CHINA’S TOP legislator, Wu Bangguo, has said that this year’s political priorities include improving the social security system, introducing a socialist legal system and promoting fairer economic growth but there was no sign of any increased openness in the political system.
Delivering his annual work report to China’s annual parliament, the National People’s Congress (NPC), Mr Wu addressed stability issues.
“China is in an important period of strategic opportunities for its economic and social development as well as a period of serious social problems,” he told delegates gathered in the Great Hall of the People in central Beijing. Mr Wu, the second-highest ranking official in the Communist Party, described the party’s tasks to ensure stability as “arduous and formidable”.
China’s urban-rural wealth gap has widened in recent years to the point that incomes in countryside are just a third of what people earn in the cities, which the Chinese leadership has identified as a threat to stability.
There is also discontent about China’s limited healthcare coverage and poor pension provision.
Mr Wu said the state would gradually set up a new satisfactory old-age pension system for rural residents. The law broadly aims to establish a safety net of pension, healthcare and unemployment benefits, provide free primary and secondary education, and assist the migration of rural residents to cities.

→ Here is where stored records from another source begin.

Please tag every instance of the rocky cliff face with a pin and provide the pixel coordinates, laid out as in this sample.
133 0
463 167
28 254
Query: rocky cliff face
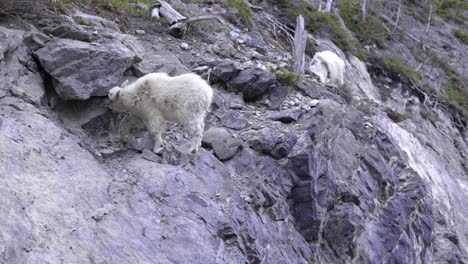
299 173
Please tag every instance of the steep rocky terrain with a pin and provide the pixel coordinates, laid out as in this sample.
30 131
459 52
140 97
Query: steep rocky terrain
289 172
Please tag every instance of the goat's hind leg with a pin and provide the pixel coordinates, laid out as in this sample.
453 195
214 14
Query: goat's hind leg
156 126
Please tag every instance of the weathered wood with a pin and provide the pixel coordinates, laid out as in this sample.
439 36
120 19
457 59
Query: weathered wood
180 28
328 6
170 13
300 41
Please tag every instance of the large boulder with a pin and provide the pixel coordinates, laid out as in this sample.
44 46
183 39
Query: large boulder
80 70
252 83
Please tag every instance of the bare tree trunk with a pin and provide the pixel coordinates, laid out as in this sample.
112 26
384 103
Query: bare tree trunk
398 17
170 13
300 41
364 2
328 6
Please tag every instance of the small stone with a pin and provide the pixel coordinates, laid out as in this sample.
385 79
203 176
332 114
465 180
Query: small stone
184 46
201 69
314 103
233 35
222 142
150 155
155 12
286 116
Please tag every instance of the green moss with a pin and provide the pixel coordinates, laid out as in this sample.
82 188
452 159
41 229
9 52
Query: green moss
457 94
370 32
451 9
402 67
83 22
455 88
287 77
461 34
117 5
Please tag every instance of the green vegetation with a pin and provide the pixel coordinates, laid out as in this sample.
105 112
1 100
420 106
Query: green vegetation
402 67
462 35
456 90
457 94
109 5
325 24
370 32
288 77
83 22
244 11
452 9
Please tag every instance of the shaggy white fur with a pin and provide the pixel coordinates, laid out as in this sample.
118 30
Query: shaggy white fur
329 67
157 98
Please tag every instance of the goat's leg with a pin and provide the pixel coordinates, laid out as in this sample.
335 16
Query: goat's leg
156 126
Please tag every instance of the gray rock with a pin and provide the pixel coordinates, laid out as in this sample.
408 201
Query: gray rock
68 32
252 83
160 61
314 103
224 145
201 69
142 142
184 46
225 71
19 75
61 58
286 116
233 35
254 40
35 41
262 140
141 5
148 154
283 148
234 120
95 21
276 96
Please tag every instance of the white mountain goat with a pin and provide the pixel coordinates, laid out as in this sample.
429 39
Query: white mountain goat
157 98
329 67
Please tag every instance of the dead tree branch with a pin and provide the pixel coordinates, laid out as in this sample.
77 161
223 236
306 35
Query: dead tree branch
300 41
170 13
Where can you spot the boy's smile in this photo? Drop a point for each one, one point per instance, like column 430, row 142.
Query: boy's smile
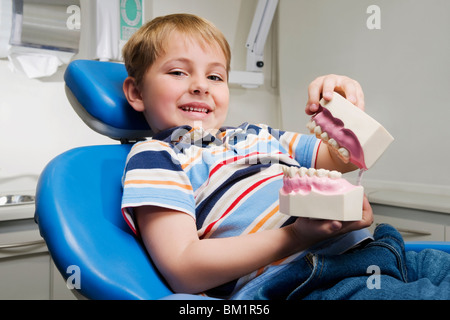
column 186, row 84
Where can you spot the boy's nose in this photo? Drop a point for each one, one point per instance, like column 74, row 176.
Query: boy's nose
column 199, row 86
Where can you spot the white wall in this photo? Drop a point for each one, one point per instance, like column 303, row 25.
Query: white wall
column 404, row 69
column 37, row 122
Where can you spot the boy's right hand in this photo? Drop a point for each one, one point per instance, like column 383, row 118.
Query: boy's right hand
column 323, row 87
column 314, row 230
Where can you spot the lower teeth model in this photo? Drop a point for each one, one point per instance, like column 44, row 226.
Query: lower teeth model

“The standing committee will, in this year, focus on promoting social harmony and stability, and strengthen oversight of the work to solve problems affecting people’s well-being,” he said.
Mr Wu is chairman of the standing committee of the NPC, which meets all year round and carries out most of the business of the NPC. The annual meeting of 3,000 delegates from all over the country formally approves decisions made during the year.
Mr Wu said the congress would pay particularly close attention to economic and social development in Tibet, the vast western region of Xinjiang and other ethnic minority areas. Tibet was hit by violent anti-government riots two years ago, and ethnic riots in July left nearly 200 dead in the Xinjiang capital of Urumqi.
He ruled out the prospect of political reform when he said that the Chinese government had been studying parliaments around the world. The congress would also focus on fighting climate change and improving the functions of the government.